In a battery of in vitro
and in vivo
mutagenicity assays, topiramate did not show genotoxic potential.
Reproductive and Developmental Toxicology: In preclinical studies, topiramate has been shown to have teratogenic effects in the species studied (mice, rats and rabbits). In mice, fetal weights and skeletal ossification were reduced at 500 mg/kg/day in conjunction with maternal toxicity. Overall numbers of fetal malformations in mice were increased for all drug-treated groups (20, 100 and 500 mg/kg/day), but no significant differences or dosage-response relationships were observed for overall or specific malformations, suggesting that other factors such as maternal toxicity may be involved.

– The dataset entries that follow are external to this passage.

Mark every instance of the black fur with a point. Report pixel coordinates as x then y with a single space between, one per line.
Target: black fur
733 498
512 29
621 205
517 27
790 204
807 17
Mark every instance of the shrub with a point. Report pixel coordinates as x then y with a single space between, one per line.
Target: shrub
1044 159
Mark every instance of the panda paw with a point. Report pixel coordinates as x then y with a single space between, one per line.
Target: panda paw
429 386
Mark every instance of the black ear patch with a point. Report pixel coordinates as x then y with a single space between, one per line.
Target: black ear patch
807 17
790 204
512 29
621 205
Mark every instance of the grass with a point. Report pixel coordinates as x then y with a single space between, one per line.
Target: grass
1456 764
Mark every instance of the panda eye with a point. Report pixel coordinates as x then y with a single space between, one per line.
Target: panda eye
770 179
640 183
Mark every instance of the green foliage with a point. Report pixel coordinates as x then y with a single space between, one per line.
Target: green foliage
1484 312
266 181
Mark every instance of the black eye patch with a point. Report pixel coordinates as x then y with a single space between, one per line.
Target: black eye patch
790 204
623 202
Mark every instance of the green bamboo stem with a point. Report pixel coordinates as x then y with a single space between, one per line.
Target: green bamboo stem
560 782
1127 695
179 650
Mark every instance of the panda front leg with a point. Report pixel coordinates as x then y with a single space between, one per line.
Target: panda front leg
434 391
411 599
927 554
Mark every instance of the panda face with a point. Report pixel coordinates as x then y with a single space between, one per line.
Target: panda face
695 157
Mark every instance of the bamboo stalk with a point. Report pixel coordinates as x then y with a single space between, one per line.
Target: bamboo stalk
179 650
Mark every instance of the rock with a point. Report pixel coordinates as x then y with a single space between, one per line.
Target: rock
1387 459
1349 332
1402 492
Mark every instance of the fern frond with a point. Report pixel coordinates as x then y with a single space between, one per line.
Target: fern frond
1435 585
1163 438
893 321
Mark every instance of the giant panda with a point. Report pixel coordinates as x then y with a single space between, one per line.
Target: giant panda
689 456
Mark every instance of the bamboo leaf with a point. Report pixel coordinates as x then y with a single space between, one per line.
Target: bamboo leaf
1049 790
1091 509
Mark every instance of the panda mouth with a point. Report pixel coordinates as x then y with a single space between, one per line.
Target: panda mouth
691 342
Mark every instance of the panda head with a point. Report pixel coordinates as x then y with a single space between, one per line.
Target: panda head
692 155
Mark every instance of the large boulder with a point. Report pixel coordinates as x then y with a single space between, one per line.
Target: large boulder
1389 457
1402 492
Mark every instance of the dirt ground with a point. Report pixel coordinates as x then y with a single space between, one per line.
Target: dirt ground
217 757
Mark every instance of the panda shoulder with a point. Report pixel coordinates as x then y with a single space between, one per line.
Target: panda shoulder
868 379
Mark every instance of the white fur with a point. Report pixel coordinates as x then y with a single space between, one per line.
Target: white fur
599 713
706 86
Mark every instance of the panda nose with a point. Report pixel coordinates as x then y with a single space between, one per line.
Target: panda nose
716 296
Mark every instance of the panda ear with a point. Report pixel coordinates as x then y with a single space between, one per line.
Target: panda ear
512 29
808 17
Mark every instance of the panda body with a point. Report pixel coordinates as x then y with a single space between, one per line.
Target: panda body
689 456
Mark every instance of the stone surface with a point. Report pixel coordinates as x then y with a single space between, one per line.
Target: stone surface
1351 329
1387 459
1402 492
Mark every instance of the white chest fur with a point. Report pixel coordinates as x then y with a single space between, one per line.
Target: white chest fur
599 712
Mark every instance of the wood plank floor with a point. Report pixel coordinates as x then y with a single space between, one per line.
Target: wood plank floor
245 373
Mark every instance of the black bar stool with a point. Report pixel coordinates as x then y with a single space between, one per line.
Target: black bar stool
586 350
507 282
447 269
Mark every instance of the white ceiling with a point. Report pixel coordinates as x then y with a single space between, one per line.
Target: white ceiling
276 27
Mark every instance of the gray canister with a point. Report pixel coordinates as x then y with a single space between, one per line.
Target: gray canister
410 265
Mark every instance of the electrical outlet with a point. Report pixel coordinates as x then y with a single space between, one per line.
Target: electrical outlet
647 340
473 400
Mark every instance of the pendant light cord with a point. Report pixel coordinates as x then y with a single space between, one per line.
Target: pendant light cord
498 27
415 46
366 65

In rats, dosage-related maternal and embryo/fetal toxicity (reduced fetal weights and/or skeletal ossification) were observed down to 20 mg/kg/day with teratogenic effects (limb and digit defects) at 400 mg/kg/day and above. In rabbits, dosage-related maternal toxicity was noted down to 10 mg/kg/day with embryo/fetal toxicity (increased lethality) down to 35 mg/kg/day, and teratogenic effects (rib and vertebral malformations) at 120 mg/kg/day.
The teratogenic effects seen in rats and rabbits were similar to those seen with carbonic anhydrase inhibitors, which have not been associated with malformations in humans. Effects on growth were also indicated by lower weights at birth and during lactation for pups from female rats treated with 20 or 100 mg/kg/day during gestation and lactation. In rats, topiramate crosses the placental barrier.
In juvenile rats, daily oral administration of topiramate at doses up to 300 mg/kg/day during the period of development corresponding to infancy, childhood, and adolescence resulted in toxicities similar to those in adult animals (decreased food consumption with decreased body weight gain, centrolobullar hepatocellular hypertrophy and slight urothelial hyperplasia in the urinary bladder). There were no relevant effects on long bone (tibia) growth or bone (femur) mineral density, preweaning and reproductive development, neurological development (including assessments on memory and learning), mating and fertility or hysterotomy parameters.
Despite maternal and paternal toxicity as low as 8 mg/kg/day, no effects on fertility were observed, in male or female rats with up to 100 mg/kg/day.